The Immortal Life of Henrietta LacksThe Immortal Life of Henrietta Lacks by Rebecca Skloot
My rating: 5 of 5 stars

Oh, this book.

This is one of those few books where as I've closed it I've found myself thinking 'this should be required reading'.

This book has just about everything that I love in non-fiction - intriguing facts, insight into history, and a compelling human element that really makes you think. Oh, and for this book the science is absolutely fascinating, getting more insight into just how research has progressed over the last seventy years.

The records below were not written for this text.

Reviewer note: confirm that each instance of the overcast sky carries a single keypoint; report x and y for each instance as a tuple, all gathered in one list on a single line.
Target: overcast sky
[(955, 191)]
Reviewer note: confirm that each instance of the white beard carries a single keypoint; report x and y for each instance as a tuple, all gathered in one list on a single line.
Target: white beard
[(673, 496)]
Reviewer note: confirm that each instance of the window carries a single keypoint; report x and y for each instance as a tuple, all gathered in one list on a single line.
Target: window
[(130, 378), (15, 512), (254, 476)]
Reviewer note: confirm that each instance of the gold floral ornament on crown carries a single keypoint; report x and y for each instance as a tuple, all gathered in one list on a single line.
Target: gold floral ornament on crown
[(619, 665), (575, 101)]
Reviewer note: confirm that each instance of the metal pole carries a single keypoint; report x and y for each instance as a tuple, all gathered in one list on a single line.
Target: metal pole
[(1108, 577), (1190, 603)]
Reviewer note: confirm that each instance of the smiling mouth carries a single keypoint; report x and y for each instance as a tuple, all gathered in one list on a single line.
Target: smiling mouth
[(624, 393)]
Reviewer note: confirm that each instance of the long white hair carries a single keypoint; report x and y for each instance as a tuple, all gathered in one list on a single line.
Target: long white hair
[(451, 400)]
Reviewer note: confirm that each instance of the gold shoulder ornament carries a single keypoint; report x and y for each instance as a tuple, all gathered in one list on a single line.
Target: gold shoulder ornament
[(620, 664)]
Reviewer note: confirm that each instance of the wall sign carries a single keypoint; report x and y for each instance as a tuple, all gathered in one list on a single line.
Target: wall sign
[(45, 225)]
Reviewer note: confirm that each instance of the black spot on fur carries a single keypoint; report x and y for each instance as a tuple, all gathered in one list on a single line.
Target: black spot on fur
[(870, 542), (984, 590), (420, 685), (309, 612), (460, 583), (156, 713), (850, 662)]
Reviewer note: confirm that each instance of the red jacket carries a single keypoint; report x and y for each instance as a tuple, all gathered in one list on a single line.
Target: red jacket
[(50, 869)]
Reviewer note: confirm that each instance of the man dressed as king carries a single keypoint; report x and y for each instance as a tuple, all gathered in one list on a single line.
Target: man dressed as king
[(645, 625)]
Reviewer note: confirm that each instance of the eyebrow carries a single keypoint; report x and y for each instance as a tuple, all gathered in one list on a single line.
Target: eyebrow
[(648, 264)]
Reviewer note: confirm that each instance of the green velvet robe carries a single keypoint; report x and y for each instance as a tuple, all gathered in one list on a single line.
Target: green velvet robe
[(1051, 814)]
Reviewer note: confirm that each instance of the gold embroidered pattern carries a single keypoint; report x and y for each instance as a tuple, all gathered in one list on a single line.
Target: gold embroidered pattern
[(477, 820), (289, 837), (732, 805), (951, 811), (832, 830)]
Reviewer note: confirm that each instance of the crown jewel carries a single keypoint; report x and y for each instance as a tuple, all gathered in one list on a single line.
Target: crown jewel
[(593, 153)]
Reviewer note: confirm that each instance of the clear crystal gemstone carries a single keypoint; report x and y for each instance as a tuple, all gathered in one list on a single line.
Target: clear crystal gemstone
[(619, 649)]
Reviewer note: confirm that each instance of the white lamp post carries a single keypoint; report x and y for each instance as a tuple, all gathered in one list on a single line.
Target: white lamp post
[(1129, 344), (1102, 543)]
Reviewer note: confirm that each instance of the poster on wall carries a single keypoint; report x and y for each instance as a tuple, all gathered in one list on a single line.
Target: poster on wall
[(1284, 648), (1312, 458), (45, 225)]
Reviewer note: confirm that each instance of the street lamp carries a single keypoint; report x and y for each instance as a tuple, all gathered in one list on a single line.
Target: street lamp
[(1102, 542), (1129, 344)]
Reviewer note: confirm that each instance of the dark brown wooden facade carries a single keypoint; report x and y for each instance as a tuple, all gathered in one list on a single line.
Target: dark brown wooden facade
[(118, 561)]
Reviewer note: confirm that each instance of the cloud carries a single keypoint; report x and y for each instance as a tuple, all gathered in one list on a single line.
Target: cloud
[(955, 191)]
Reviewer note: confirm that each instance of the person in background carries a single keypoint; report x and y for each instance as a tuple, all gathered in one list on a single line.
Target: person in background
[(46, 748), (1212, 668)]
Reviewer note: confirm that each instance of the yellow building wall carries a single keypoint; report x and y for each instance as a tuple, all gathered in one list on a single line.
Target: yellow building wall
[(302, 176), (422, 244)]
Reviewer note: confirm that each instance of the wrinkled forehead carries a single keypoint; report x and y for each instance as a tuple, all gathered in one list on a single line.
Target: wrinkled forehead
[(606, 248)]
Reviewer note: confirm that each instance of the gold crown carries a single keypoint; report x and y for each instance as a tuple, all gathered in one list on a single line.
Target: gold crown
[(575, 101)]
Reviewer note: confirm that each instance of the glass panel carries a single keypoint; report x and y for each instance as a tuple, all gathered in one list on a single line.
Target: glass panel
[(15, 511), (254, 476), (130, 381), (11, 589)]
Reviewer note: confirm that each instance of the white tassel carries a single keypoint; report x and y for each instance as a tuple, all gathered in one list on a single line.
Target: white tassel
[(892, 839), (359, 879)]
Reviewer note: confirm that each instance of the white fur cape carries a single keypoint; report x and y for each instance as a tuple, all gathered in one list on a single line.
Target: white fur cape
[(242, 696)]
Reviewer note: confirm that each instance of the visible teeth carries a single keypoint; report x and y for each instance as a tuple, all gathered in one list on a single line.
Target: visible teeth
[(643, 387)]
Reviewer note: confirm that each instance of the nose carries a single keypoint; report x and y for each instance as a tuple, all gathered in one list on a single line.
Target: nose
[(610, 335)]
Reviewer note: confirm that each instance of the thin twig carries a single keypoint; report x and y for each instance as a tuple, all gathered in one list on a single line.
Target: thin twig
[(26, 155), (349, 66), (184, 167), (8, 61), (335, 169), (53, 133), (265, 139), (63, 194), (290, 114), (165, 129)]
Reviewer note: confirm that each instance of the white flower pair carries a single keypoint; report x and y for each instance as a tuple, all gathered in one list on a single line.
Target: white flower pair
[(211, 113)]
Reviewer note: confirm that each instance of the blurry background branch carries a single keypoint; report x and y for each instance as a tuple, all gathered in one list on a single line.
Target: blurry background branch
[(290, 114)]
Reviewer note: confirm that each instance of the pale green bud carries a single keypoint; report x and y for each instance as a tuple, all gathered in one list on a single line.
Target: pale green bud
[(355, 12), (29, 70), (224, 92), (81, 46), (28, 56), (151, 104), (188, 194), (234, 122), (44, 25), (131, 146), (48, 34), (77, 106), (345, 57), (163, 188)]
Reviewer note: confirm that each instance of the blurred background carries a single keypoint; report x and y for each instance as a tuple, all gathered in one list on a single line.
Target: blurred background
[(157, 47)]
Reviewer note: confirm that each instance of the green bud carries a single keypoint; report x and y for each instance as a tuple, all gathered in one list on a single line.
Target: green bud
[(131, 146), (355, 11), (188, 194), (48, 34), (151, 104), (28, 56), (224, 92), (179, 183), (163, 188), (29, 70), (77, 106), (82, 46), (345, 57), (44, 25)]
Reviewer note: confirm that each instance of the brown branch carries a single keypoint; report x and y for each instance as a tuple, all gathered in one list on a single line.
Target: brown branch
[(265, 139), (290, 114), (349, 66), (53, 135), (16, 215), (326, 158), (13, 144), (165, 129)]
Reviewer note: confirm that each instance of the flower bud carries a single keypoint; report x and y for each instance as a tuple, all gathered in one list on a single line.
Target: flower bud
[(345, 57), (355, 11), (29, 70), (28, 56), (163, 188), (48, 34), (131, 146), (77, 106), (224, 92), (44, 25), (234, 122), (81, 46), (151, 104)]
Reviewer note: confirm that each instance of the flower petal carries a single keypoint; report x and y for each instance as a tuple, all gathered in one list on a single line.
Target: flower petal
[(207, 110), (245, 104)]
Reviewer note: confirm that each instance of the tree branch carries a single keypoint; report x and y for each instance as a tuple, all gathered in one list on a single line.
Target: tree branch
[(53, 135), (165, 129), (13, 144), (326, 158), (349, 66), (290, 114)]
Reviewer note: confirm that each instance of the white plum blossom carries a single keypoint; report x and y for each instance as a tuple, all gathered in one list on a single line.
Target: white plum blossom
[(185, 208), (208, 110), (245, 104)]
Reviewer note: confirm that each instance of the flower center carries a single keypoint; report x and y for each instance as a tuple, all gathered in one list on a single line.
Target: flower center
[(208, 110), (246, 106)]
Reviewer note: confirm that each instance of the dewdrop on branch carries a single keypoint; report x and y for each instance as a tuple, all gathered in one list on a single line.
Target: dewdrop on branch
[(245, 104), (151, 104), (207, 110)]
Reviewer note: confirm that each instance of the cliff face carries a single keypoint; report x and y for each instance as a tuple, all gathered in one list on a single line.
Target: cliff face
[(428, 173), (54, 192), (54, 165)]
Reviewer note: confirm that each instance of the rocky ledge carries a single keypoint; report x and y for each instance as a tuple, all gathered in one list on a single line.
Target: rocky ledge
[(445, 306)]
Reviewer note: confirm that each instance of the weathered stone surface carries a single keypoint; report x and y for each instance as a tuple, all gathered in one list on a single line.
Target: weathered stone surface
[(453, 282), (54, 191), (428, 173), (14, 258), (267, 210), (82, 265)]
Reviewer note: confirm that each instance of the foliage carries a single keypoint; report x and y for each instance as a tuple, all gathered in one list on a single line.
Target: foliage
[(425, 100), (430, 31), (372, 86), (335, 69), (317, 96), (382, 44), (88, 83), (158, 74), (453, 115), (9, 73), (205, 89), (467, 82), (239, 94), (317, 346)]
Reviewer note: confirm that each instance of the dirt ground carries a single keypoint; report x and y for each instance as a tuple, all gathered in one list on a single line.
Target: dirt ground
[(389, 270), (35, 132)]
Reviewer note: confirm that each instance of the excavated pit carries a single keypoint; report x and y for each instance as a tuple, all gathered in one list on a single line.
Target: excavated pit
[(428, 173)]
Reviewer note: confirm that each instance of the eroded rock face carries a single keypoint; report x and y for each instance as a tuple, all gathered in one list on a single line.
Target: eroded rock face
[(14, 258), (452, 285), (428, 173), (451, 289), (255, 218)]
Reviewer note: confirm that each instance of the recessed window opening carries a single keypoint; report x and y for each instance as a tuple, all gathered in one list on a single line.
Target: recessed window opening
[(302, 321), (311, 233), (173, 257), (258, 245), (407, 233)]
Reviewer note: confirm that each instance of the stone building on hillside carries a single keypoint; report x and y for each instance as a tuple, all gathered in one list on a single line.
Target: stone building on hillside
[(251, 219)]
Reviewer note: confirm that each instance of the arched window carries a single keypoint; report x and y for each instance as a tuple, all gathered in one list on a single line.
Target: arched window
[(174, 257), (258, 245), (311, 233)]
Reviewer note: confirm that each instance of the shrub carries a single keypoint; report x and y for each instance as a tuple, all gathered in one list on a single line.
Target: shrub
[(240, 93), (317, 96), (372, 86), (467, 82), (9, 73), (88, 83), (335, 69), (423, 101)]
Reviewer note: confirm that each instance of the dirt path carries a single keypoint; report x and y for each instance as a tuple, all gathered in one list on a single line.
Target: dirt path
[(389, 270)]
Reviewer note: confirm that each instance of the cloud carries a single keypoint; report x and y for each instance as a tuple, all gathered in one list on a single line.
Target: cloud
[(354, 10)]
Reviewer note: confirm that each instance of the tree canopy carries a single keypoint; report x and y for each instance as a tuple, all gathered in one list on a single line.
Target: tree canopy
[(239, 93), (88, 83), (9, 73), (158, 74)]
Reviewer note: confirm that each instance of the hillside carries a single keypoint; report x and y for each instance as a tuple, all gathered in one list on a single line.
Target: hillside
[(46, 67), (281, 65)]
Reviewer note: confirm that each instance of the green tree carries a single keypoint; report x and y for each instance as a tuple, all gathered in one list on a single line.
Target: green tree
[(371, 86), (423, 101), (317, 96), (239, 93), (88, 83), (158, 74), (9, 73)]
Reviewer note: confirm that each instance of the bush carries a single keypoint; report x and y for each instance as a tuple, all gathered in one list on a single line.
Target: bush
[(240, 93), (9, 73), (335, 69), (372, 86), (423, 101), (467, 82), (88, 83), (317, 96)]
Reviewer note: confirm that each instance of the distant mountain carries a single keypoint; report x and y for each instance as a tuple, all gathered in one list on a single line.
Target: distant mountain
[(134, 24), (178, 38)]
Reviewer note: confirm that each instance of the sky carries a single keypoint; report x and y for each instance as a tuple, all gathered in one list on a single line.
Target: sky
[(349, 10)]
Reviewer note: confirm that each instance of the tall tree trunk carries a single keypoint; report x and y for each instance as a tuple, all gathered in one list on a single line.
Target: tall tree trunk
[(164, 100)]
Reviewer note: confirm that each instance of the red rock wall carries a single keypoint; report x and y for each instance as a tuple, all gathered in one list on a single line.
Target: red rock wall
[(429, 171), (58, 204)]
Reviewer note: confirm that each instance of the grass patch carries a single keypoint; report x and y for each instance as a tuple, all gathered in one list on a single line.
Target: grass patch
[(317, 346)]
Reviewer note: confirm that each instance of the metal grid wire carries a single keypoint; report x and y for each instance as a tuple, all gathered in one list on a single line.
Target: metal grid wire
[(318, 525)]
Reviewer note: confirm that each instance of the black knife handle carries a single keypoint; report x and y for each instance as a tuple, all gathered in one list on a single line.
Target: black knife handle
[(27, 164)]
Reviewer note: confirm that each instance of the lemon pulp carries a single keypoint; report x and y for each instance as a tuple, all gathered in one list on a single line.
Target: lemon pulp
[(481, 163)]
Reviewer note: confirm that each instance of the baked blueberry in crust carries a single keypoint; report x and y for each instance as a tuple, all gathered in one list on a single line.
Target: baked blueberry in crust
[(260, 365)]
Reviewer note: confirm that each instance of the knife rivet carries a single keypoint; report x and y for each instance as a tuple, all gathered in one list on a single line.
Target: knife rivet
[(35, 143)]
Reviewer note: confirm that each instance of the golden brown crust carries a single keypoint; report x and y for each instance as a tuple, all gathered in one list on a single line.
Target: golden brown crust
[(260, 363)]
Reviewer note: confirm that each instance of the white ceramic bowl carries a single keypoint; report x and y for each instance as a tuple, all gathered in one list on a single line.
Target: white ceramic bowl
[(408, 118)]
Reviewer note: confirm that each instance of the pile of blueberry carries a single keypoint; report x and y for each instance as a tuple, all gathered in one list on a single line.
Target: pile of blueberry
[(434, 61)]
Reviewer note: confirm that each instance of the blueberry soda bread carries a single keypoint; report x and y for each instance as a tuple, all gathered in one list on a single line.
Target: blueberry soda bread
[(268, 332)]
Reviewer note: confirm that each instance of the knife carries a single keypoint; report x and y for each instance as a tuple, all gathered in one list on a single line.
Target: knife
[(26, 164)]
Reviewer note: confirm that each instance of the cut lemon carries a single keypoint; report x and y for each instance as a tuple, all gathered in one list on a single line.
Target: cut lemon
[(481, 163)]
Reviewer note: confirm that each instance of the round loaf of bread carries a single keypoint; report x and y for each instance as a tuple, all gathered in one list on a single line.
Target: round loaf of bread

This book is honestly just gutting in a lot of ways. It's a glimpse into a family that in a lot of ways has been taken horrific advantage of by the scientific community, to an extent that there's really no way to make it up to them. It starts with the lack of consent when her tissues are taken, but remains a constant theme throughout throughout the next fifty years. The Lacks' family never had any true chance to have any understanding at a time when it would have given them any control - not Henrietta, not her husband or siblings, not her children.

That element of tragedy adds a taint to all the scientific progress that's described and laid out throughout the book. Clearly the HeLa cells are a tribute to humanity's ingenuity, they've enabled an incredible amount of research and advancement. But the cost to the Lacks' family can't be ignored and my heart ached for them as I read their story. The idea of companies making fortunes off of research that never could have existed without Henrietta while her family suffers, unable to pay their medical bills, just makes one want to weep at the state of affairs.

The writing here cannot be ignored - there's much here that could have been dry and boring, and other elements that could have been overly emotional or viewed as a blatant ploy for sympathy. For me personally, I found that Rebecca Skloot did a perfect job of weaving her story together, telling us the story of Henrietta and those she cared about, and giving us insights into the doctors, nurses and scientists who worked with the HeLa cells.

Not to be overlooked is the searing insight into the racism that was - and is many ways still is so prevalent in American society at the time that this happened. The fact that Henrietta's children are still alive - that theoretically *she* could have been alive had she not been struck down so young by this vicious mutation of her own body - is a reminder that the past is not so far behind us as we sometimes like to think.